France Gouvernement: Sommet pour l'action sur l'IA : un an après

ORIENTATIONS STRATÉGIQUES POUR L'IA ET LA CYBERSÉCURITÉ:

Ce rapport définit la cybersécurité comme un pilier fondamental de la troisième phase de la stratégie nationale pour l'intelligence artificielle en France.

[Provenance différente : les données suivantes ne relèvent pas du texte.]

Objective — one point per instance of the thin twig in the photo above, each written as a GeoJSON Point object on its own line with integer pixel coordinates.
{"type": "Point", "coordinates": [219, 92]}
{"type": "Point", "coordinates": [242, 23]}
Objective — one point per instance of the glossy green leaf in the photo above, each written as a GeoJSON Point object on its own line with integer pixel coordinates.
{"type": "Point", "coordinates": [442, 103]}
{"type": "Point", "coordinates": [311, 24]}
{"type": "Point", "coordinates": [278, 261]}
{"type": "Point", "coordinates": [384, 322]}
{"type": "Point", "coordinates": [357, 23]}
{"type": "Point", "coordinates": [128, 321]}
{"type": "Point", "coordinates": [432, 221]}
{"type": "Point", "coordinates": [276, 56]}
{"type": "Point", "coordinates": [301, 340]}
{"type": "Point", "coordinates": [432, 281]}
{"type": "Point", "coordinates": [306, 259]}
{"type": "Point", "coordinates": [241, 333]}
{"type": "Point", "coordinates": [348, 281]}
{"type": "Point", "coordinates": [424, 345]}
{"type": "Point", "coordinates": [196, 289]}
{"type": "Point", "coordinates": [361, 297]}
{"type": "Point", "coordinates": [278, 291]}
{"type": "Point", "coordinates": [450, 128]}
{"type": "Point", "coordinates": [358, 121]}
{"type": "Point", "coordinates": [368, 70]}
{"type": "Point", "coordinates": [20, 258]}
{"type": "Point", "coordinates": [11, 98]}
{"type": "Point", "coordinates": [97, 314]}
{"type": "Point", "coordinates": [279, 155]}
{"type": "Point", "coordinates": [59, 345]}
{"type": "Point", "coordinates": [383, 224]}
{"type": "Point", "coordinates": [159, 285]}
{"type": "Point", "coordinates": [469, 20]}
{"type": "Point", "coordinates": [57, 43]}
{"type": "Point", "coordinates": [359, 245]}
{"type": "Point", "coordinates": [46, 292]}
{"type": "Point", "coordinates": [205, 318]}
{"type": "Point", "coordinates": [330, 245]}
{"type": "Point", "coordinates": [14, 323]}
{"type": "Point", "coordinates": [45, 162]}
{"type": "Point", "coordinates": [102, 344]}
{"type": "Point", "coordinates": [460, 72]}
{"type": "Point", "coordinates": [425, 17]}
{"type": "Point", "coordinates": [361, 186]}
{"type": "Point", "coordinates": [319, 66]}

Cette approche vise à transformer les impératifs de sécurité en un levier de souveraineté numérique et de puissance industrielle.

I. PRIORISATION STRATÉGIQUE ET SOUTIEN À L'INNOVATION

La cybersécurité et la défense sont identifiées comme des secteurs prioritaires pour l'application de l'IA. Cette volonté se traduit par des dispositifs de financement et d'intégration opérationnelle :

Soutien aux technologies de rupture : Le programme « Pionniers de l'IA » finance des solutions capables d'être intégrées directement dans des systèmes de production, à l'instar du projet P2IA porté par l'entreprise ARKANE.

IA de défense : Le secteur bénéficie d'investissements d'envergure, illustrés par les levées de fonds d'acteurs tels que Helsing (600 M€), spécialisée dans l'IA franco‑allemande.

IA générative et éducation : Le projet OpenEdIAG illustre l'application de critères de cybersécurité stricts dans des domaines civils sensibles comme le milieu scolaire.

II. CADRE D'ÉVALUATION ET ARCHITECTURE INSTITUTIONNELLE

Le renforcement de la confiance technique repose sur une structuration institutionnelle coordonnée :

L'INESIA : L'Institut national pour l'évaluation et la sécurité de l'IA constitue l'organe central pour la définition de méthodes d'évaluation des systèmes.

Gouvernance de la sécurité : Sous le pilotage de l'ANSSI et en collaboration avec l'AMIAD, des protocoles sont élaborés pour assurer la robustesse des modèles et prévenir les risques techniques critiques, notamment les fuites de données en environnement de production.

III. GOUVERNANCE ET PROJECTION INTERNATIONALE

La stratégie française s'inscrit dans une dimension mondiale, visant à instaurer des standards de sécurité partagés :

Échéance du G7 (2026) : Sous la présidence française, la sécurisation de l'IA face aux détournements malveillants et aux cybermenaces constituera un axe majeur de la diplomatie numérique.

Outils de sécurité ouverts : L'initiative « Robust Open Online Safety Tools » de la fondation Current AI vise à démocratiser l'accès à des outils de protection robustes pour renforcer la sécurité en ligne globale.

En conclusion, la France appréhende la cybersécurité comme un avantage compétitif. La maîtrise des normes et des outils d'évaluation doit permettre d'assurer l'intégrité des systèmes d'IA tout en projetant un modèle de confiance à l'échelle internationale.